When you've been in prison for 18 months, you may not be welcome at your old place

Sam Kepfield and Sandra Carr won reversals in consolidated cases State v. Porting and State v. Angel, Nos. 91,631 & 91,667 (Kan. March 24, 2006), overturning possession convictions out of Reno County. The COA had affirmed 2-1, with Judge Greene dissenting. The KSC agreed with Judge Greene and rejected the state’s claim that a warrantless search was justified by the common authority doctrine or the apparent authority doctrine. The KSC held that noted that the common authority doctrine should focus on the co-inhabitant’s reasonable expectations or assumption of risk. Interestingly, the KSC cited without elaboration the very recent (two day old) pronouncement in Georgia v. Randolph, where the SCOTUS held that where a co-inhabitant explicitly refuses consent to search, consent of another co-inhabitant is insufficient to justify a warrantless search for evidence.

The KSC also held that the "apparent authority" rule could not save this warrantless search:
the apparent authority rule will save a warrantless search only where officers made a mistake of fact, not where they made a mistake of law. Officer Mora was not mistaken about the facts. . . . Rather Officer Mora reached the erroneous legal conclusion that the facts authorized Hanson to give a valid consent. Under these circumstances, the apparent authority rule does not save the search.
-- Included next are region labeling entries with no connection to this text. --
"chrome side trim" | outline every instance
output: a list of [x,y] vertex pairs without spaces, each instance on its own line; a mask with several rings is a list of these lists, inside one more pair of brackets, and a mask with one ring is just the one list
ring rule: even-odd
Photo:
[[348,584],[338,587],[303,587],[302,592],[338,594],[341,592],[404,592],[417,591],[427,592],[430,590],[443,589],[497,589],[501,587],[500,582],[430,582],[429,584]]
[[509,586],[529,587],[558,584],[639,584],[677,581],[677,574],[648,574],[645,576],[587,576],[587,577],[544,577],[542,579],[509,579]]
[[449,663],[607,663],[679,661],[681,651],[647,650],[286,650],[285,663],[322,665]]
I argued this case at the KSC and the Court was very disconcerted by the paltry state of the record where the state had the burden of proof at the suppression hearing. The KSC agreed with Judge Greene that the COA majority erred by relying on the "lack of evidence that Hanson had permanently surrendered control of the premises, that his access had been restricted, or that he was not welcome. It was improper to draw inferences from the lack of evidence in the record." This is a good cite for appeals from adverse suppression findings.